14 years 7 months ago

In reply to by libcom.org

Submitted by Dano on April 11, 2010

Wonderful! Thank you so much for this, Taxikipali! Cheers!

taxikipali

14 years 7 months ago

In reply to by libcom.org

Submitted by taxikipali on April 11, 2010

Thanks Dano, I hope to provide more similar articles on anarchist issues/figures of the post-junta period soon.

Steven.

14 years 7 months ago

In reply to by libcom.org

Submitted by Steven. on April 12, 2010

yeah, this is a really great, detailed article and thanks as well for the translations of the poetry.

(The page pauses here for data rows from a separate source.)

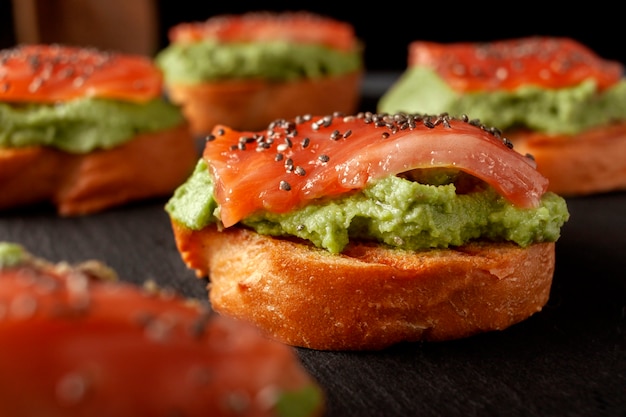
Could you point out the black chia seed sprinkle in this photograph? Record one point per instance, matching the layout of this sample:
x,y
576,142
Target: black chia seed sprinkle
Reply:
x,y
389,123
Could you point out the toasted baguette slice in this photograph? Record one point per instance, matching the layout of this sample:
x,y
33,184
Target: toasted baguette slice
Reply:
x,y
150,165
370,297
591,162
252,104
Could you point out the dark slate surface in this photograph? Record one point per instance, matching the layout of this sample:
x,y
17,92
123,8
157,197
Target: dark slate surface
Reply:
x,y
567,360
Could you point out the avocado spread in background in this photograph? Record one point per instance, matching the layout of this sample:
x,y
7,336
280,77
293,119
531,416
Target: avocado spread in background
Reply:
x,y
553,111
395,211
83,125
209,60
11,254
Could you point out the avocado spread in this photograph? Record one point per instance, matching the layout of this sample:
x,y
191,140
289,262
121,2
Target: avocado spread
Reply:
x,y
83,125
209,60
394,211
11,254
552,111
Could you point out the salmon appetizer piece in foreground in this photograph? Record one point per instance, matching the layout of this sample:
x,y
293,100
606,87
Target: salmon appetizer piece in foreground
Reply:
x,y
552,97
76,341
249,69
354,232
87,130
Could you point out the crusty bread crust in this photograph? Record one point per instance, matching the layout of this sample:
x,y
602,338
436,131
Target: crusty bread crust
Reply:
x,y
150,165
591,162
369,297
252,104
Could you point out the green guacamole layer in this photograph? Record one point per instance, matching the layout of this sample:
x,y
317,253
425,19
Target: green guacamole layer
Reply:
x,y
566,111
11,254
394,211
83,125
277,61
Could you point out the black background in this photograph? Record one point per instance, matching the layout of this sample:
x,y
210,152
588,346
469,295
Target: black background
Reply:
x,y
386,28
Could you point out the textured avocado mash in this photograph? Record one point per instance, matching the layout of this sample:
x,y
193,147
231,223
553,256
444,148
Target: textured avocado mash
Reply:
x,y
567,111
395,211
11,254
277,61
80,126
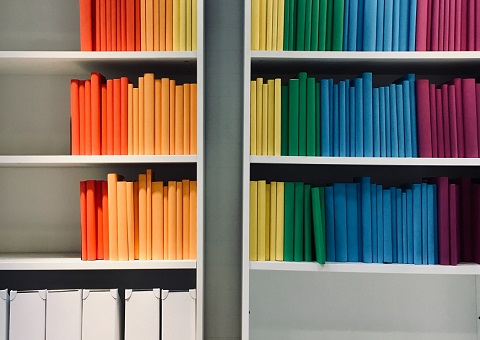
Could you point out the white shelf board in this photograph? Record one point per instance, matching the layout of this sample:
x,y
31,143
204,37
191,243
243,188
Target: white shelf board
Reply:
x,y
76,161
372,268
367,161
46,261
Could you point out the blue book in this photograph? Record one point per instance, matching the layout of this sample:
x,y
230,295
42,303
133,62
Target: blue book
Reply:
x,y
387,226
370,25
412,24
424,223
352,222
400,121
359,117
383,132
352,18
342,120
380,24
417,223
388,26
393,120
376,123
340,201
330,223
325,117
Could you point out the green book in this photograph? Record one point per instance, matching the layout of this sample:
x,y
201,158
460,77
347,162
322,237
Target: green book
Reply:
x,y
322,25
338,16
302,114
298,225
308,26
284,128
318,212
307,222
314,30
293,94
289,221
311,117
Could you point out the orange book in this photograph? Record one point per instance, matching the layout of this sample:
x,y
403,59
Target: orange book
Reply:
x,y
157,220
172,117
162,24
130,222
88,117
96,112
158,117
124,116
112,217
186,218
106,240
74,118
149,214
83,217
193,119
149,113
186,119
165,113
142,216
99,208
169,25
91,222
193,220
141,116
130,11
86,25
122,221
110,116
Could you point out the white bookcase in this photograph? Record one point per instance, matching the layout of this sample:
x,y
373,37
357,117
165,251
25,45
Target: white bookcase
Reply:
x,y
306,300
39,180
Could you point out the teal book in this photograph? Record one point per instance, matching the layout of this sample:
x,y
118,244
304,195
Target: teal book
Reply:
x,y
289,221
298,232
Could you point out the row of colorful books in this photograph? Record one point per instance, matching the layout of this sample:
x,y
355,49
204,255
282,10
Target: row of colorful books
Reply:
x,y
141,220
112,117
138,25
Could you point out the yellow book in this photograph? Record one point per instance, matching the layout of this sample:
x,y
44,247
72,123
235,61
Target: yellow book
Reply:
x,y
278,118
273,221
149,113
259,115
262,219
157,220
255,43
271,118
253,117
253,220
280,220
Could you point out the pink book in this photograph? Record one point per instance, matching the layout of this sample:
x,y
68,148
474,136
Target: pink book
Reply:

I have made a couple of quick edits, to tidy the article up and fix some spellings.

One quick note on biographies, if you post more, could you please put the person's surname first. This means they will automatically appear in alphabetical order in our biographies section:
http://libcom.org/history/biographies

taxikipali

14 years 7 months ago

In reply to by libcom.org

Submitted by taxikipali on April 12, 2010

Thanks for the notes format Steven, I am rather sloppy in my formating of texts, apologies...

R Totale

4 years 9 months ago

In reply to by libcom.org

Submitted by R Totale on February 1, 2020

A translation of a Gogou poem here: https://black-ink.info/2019/10/18/i-stand-for-anarchy-by-katerina-gogou/ - like the person who posted that poem, I only know Gogou's name from Sean Bonney, but it turns out that Bonney only found Gogou's work through reading this article on libcom, as mentioned here: https://bombmagazine.org/articles/sean-bonney/

ETA: oops, nevermind, on looking at the article again I see that translation is actually already contained in the text of this article. Still, it's a neat little link.